Kosaczenko: Nastał czas krytycznych decyzji

Ostatnie dziewięć wyścigów sezonu może być swoistym pożegnaniem Witalija Pietrowa z F1. Taki obraz wyłania się z bardzo szczerego wywiadu, którego udzieliła Oksana Kosaczenko portalowi sport-express.ru. Ambitny projekt wprowadzenia rosyjskiego kierowcy do F1 znalazł się na krawędzi, głównie poprzez brak wsparcia ze strony rosyjskich sponsorów.

Pojawienie się Pietrowa na torach wywołało ogromne zainteresowanie. Symboliczne błogosławieństwo udzielone przez Władimira Putina pozwoliło nabrać rozpędu, jednak po kilku miesiącach maszyna zaczęła zwalniać. Kosaczenko zdradziła, że już przed startem obecnego sezonu Pietrow miał przygotowaną całkiem inną ścieżkę kariery.

“Na początku obecnego sezonu sytuacja wyglądała tak: Witalij Pietrow nie miał miejsca w F1 i już pracowaliśmy nad rozwojem kariery w całkiem innym kierunku.”

Wsparcie otrzymane w ostatniej chwili pozwoliło przedłużyć przygodę rosyjskiego kierowcy z F1, ale nie na długo. Według Kosaczenko trwanie nadal w sytuacji, w której kierowca nie otrzymuje zapłaty za swoją pracę nie ma sensu i konieczne będzie podjęcie pewnych, krytycznych decyzji.

Głównym powodem takiego stanu rzeczy jest brak zainteresowania F1 w rosyjskim społeczeństwie.
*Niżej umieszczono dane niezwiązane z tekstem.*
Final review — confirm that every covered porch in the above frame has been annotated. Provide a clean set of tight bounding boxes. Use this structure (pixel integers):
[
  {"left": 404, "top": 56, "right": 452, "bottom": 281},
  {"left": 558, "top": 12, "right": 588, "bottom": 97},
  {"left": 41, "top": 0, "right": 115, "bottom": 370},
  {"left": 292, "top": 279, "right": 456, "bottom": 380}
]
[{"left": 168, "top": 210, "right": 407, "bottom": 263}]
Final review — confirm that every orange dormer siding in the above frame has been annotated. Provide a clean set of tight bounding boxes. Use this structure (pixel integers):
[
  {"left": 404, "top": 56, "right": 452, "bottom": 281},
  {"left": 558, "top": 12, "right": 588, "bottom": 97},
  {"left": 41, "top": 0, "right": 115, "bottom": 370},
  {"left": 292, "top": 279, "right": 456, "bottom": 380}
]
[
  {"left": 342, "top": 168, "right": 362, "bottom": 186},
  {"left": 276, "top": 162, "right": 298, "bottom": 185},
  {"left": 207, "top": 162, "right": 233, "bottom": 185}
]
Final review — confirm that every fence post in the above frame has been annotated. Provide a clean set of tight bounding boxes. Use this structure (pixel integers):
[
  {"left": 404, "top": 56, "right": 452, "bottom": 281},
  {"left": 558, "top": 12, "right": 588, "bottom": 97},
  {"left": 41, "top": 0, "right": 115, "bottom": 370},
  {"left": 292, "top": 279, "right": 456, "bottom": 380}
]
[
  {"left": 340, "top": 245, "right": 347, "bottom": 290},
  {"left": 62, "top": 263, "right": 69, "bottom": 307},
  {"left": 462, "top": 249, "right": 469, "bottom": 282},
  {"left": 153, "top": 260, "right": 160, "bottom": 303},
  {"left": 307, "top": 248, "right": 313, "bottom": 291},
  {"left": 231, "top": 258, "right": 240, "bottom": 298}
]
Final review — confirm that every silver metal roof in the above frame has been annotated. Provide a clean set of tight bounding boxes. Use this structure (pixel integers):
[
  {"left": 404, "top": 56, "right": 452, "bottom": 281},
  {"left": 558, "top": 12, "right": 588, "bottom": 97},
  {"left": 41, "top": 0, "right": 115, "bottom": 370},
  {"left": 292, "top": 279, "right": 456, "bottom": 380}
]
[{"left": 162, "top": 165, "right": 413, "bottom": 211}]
Kosaczenko w wywiadzie dużo uwagi poświęca rosyjskim mediom, które w żaden sposób nie przyczyniły się do rozpropagowania dyscypliny. Jeśli nie istniejesz w mediach, a tym samym w świadomości ludzi, to nie jesteś również atrakcyjnym towarem dla sponsora.

“Rosyjskie media, a w szczególności telewizja nie pomogły. Może ktoś pomyślał, że samo pojawienie się Witalija w F1 zbierze miliony przyciągnie ich przed telewizory. To było błędne myślenie.”

“W Rosji trudno jest sprzedać sportowca, a co dopiero kierowcę F1 – to prawie niemożliwe.”

Według menadżerki Witalija Pietrowa z podobnym problemem boryka się zespół Marussia, który mimo obecności w F1 nie odnosi z tego tytułu większych korzyści finansowych. Ratunkiem dla rosyjskiego zespołu oraz kierowcy może być połączenie sił i wspólna walka o utrzymanie rosyjskiego akcentu w najbardziej prestiżowej serii wyścigowej świata. Deklaracja o współpracy z Marussią jest o tyle zaskakująca, że w wywiadzie udzielonym dokładnie miesiąc temu menadżerka wykluczała taką możliwość, sugerując, że Pietrow zasługuje na zespół, który pozwoli mu na walkę o punkty.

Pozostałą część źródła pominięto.